Your EPYC 7453 is already an incredibly powerful processor. While it's technically the first component to hit its limit (which is completely normal in state-of-the-art builds), there is no meaningful upgrade path that would drastically improve your Valorant performance right now. CPU fully utilized at: 1080p low, 1080p medium, 1080p high, 1080p ultra, 1440p low, 1440p medium, 1440p high, 1440p ultra, 4k low, 4k medium, 4k high, 4k ultra.

4Does this setup support Frame Generation for Valorant?

Valorant does not currently support Frame Generation technologies like DLSS 3 or FSR 3. Your performance is based entirely on native rendering. If the game adds support in a future update, newer GPUs will benefit the most.

5What are the minimum and recommended specs for Valorant?

Valorant requires at minimum a Core 2 Duo E8400 (CPU) and GeForce GT 730 (GPU) with 4 GB RAM and 23 GB storage.

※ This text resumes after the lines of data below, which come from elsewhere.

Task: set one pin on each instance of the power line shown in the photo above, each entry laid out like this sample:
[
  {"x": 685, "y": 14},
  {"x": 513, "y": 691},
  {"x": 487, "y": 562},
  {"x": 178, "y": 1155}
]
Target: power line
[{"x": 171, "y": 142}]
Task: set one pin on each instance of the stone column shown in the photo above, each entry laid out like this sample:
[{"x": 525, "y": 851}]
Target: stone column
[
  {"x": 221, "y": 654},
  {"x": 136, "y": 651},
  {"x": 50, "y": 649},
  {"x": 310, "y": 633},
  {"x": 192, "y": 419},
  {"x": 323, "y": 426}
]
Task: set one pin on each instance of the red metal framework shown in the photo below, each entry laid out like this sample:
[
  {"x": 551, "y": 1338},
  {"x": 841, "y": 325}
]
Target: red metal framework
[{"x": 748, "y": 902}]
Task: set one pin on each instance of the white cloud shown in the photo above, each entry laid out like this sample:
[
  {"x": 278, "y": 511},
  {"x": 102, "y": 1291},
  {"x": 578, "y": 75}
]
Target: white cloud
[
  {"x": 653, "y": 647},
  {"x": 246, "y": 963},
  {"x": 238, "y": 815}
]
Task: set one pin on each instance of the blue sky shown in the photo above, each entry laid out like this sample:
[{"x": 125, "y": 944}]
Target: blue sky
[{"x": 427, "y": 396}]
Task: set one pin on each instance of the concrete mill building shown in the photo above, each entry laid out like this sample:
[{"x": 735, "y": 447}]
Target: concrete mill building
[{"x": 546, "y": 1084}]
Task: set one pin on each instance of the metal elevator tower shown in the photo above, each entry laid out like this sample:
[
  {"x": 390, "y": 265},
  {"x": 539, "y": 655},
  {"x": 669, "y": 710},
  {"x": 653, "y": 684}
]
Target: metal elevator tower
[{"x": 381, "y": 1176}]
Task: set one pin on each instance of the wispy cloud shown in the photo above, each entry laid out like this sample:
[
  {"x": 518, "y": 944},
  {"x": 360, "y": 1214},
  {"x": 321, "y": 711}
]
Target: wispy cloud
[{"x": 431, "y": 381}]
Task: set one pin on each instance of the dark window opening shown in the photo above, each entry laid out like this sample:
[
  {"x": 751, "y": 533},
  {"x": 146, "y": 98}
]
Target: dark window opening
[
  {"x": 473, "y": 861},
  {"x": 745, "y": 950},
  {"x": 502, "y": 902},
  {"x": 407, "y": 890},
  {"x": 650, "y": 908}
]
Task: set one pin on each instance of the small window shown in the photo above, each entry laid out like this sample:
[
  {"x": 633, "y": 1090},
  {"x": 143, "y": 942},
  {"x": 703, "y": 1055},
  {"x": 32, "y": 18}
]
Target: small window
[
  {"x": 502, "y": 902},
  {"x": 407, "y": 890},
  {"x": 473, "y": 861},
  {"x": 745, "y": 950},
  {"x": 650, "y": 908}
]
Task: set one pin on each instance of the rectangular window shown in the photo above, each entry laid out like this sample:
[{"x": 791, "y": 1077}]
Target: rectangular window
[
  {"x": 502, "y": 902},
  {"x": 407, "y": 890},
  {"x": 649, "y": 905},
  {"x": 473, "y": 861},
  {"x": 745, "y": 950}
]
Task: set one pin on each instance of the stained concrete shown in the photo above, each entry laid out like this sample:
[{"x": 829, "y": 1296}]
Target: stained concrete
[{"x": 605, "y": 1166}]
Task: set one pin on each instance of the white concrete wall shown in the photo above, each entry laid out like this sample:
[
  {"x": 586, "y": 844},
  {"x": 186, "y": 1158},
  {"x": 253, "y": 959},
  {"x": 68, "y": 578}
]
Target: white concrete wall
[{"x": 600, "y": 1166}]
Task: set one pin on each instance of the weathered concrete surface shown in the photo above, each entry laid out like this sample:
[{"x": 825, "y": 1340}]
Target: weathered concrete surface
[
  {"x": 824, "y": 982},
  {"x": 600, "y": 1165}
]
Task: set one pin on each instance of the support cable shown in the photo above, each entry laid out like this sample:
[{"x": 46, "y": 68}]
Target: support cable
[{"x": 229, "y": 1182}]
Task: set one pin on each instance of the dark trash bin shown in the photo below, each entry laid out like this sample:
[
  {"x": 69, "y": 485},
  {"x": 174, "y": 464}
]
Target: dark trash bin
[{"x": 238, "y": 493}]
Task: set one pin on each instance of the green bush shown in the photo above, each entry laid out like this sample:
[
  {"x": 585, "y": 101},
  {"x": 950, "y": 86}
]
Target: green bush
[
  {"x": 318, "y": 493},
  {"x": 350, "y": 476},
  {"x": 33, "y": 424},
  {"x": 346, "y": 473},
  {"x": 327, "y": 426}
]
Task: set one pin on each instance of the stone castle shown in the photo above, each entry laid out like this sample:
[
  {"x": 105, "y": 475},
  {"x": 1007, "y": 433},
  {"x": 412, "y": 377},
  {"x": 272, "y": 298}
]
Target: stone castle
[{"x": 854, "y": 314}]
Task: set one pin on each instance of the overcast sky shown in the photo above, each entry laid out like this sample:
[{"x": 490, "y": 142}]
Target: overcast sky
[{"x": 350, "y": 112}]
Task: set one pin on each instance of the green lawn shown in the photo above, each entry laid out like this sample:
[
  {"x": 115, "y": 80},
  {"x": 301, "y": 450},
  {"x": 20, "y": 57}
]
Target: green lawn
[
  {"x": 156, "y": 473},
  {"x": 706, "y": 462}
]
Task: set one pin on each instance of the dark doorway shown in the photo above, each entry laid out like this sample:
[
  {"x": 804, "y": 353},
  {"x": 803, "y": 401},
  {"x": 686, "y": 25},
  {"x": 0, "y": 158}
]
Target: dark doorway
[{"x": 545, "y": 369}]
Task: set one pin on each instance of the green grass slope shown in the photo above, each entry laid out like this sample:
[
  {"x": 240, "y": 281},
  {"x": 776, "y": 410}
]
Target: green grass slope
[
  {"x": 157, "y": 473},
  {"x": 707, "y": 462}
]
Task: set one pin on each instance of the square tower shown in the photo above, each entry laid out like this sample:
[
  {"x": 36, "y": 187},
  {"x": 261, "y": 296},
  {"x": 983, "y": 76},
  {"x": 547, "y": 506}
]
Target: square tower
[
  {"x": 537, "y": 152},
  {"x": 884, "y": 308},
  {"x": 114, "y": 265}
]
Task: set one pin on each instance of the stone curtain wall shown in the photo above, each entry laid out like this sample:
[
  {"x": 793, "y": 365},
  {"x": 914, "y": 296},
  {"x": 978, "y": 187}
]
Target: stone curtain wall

For the recommended experience, you need a Core i3-4150 and GeForce GTX 1050 Ti with 8 GB RAM. Your EPYC 7453 and GeForce RTX 5090 both exceed the recommended specs, so you're well-positioned for a great experience.

6How accurate are these Valorant FPS estimates for the EPYC 7453 and GeForce RTX 5090?

These Valorant FPS results are not arbitrary numbers. They come from calculations informed by thousands of real gaming benchmarks, and the typical accuracy range is around 10% to 15%. That makes them far more useful than generic FPS calculators that simply invent values without a benchmark foundation. Actual in-game performance can still vary with drivers, updates, RAM configuration, cooling, and the exact scene being rendered.

Performance estimates are based on synthetic benchmarks and hardware capabilities.

Results may vary based on drivers, OS, and background processes.